Tabii ki AKP iktidarı tüm bunları görüyor. Ama görmek yetmiyor. İktidar kitlelerin giderek yoksullaşmasını durduramıyor ve artık iyileştirme konusunda tamamen çaresiz görünüyor. İşte bu nedenden dolayı “havuç” politikasını kullanamadığı için açıkça “sopa” politikasını kullanmaya devam ediyor. Aslında bu durum geçen sene belediye seçimlerinde belirgin bir şekilde ortaya çıkmıştı.
Devlet gelirleri suyunu çektiği için artık hükümet “tefeci büyük sermayenin” eline düştü. Tefeci sermaye şartlarını dayatıp milyarlarca dolar faiz veriyor. Ama nasıl veriyor: Paralar verildiği gün TL'ye çeviriliyor ve yüzde 35-40 seviyelerinde faiz üzerinden hesaplanıyor ve bir sene sonra bu paralar faizlerle birlikte dolara çevriliyor. Böylece bu tefeci sermaye dünyanın hiçbir yerinde bulamayacağı faiz miktarlarıyla servetler kazanıyor. Tabii bu arada Türkiye'nin dış borçları da zirve yapıyor: AKP iktidara geldiğinde, 2002 yılında, dış borçlar 130 milyar dolar seviyelerindeydi, şimdi ise bu borçlar 515 milyar dolar seviyelerine tırmandı. Öyle ki hükümet borçların faizlerini bile ödemekte zorlanıyor.

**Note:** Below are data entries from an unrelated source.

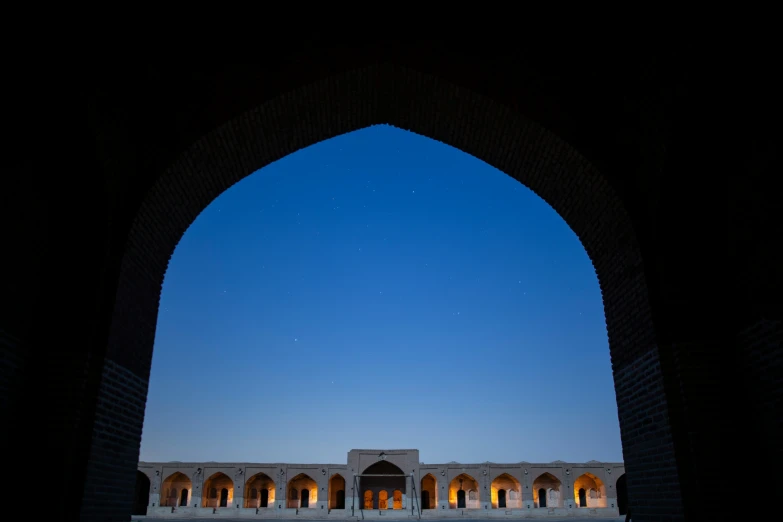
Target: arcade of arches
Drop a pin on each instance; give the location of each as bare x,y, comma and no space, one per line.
374,481
664,166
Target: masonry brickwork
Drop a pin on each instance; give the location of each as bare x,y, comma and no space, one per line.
391,483
670,187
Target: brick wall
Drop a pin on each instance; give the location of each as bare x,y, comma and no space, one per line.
454,115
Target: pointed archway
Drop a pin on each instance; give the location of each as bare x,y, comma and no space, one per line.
506,492
218,491
547,491
464,492
429,492
176,487
303,492
380,477
259,491
336,492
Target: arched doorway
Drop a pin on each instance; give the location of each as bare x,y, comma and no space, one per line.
541,497
429,486
622,494
384,478
221,491
336,492
505,492
260,486
141,497
303,491
613,245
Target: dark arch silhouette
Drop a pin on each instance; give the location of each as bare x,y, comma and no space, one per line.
378,484
141,498
403,97
622,494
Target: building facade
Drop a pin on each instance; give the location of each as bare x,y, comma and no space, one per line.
374,483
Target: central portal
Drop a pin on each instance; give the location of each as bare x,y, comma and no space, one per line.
382,486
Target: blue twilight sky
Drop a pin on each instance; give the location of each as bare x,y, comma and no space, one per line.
380,290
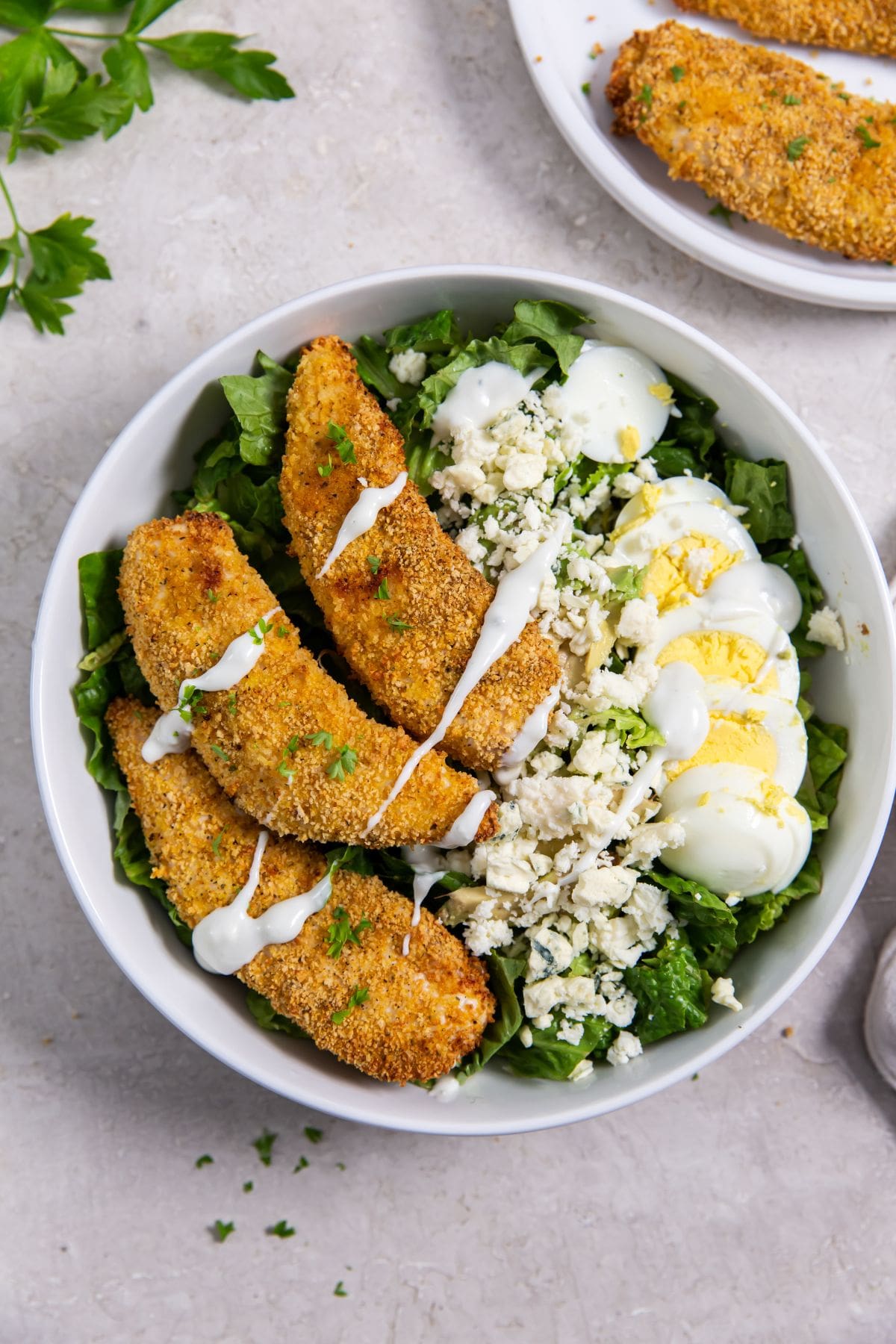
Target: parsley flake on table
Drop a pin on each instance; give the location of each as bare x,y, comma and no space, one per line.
341,443
358,998
264,1145
341,933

Tabii ki tüm bunların ülke ekonomisine yansımaları oluyor. Bu yansımalar işsizliğin, yoksulluğun, sefaletin her geçen gün giderek sürekli artmasıdır. İşte bu nedenle işsizlik rekor seviyelere tırmandı. Ücretler ve emekli ücretleri o kadar değer kaybına uğradılar ki kitlelerin çoğu normal bir yaşam sürdüremiyor: normal dengeli bir şekilde beslenmek neredeyse imkan dışıdır, kirada olanlar ev kiralarını ödeyemeyecek duruma geldi, aileler çocuklarının okul harcamaları dahil birçok harcamalarını karşılayamaz duruma düştü.

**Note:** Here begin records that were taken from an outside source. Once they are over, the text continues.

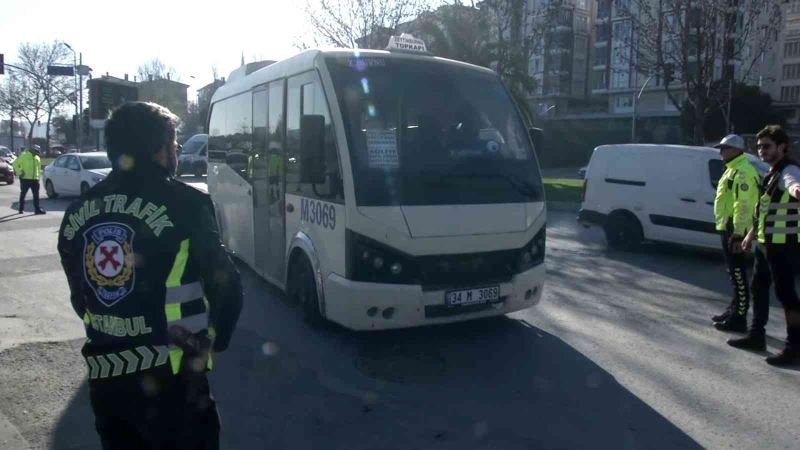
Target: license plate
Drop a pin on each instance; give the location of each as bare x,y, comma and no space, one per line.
472,296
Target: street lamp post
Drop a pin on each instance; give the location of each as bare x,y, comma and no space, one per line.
635,105
78,131
79,71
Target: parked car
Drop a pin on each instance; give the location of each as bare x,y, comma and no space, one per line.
6,172
194,157
639,192
76,173
6,154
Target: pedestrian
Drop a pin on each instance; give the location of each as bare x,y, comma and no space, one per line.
28,167
156,290
734,208
777,248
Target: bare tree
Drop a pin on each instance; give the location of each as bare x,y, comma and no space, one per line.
51,91
693,44
455,31
358,23
12,100
156,70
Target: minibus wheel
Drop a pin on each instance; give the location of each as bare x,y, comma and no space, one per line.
623,231
303,290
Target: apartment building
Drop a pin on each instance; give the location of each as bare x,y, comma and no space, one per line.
786,74
560,63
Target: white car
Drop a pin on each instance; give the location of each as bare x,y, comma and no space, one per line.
75,173
194,157
639,192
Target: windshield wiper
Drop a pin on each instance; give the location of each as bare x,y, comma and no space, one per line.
523,188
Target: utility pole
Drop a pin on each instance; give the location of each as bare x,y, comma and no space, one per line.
728,122
635,104
80,101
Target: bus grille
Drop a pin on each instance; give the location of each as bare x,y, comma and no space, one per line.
474,269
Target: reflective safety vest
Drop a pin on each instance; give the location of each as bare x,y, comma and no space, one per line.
737,196
186,305
28,166
778,212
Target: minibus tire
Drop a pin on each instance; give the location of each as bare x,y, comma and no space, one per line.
304,290
623,231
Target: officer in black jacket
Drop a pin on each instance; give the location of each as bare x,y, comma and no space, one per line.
154,286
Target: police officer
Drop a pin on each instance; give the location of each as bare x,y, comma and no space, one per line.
778,247
156,290
28,167
734,206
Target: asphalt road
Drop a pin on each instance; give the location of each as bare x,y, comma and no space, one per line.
620,354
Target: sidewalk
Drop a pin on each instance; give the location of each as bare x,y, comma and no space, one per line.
561,172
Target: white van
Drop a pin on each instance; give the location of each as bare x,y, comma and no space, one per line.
666,193
194,156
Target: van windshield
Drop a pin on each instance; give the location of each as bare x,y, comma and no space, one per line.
194,145
430,133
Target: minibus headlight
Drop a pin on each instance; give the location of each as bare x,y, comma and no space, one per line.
533,253
373,262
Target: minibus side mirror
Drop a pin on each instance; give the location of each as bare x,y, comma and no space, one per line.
312,149
537,137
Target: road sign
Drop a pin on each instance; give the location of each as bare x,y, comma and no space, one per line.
66,71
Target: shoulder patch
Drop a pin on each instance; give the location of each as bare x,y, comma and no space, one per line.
108,261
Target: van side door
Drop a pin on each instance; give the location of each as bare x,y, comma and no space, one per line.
680,212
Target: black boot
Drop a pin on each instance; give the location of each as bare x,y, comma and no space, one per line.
754,342
733,323
725,315
787,357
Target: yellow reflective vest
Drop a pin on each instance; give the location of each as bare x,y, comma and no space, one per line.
737,196
28,166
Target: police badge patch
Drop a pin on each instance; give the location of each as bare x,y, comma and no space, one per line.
108,261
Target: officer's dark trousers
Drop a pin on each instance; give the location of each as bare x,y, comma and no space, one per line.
778,263
155,410
24,186
737,272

Yukarıda anlatılan nedenlerden dolayı, her ne pahasına olursa olsun iktidarda kalma siyaseti uygulayan AKP hükümeti her türlü baskıları uygulayarak iktidarda kalmayı devam ettirmeye çalışıyor. Son günlerde bulduğu çözüm ise “muhalifleri ajan olarak” suçlamaktır. En çarpıcı örnek İmamoğlunun artık ek olarak “ajan” diye suçlanmasıdır. Tabii ki muhalif gazetecilere de sudan bahanelerle suçlamalar ve tutuklamalar devam ediyor. Bu konuda son çarpıcı örnek, daha önce de baskılara uğramış ve yılmamış gazetesi Merdan Yanardağ'ın yine tutuklanması ve yöneticisi olduğu muhalif televizyon kanalı Tele1'e kayyum atanmasıdır.
AKP hükümeti tanınmış Selahattin Demirtaş gibi muhalifleri kendi yasalarını bile çiğneyip cezaevlerinde çürütmeye devam ettirmesiyle yetinmeyip, yine gelişi güzel bütün muhaliflere gözdağı vermek amacıyla baskıları ve tutuklamaları devam ettiriyor. Ama son aylarda birkaç farklı ülkede kitlelerin ayaklanması gibi bir ayaklanma olursa tüm bu baskı ve gözdağları bir işe yaramayacaktır.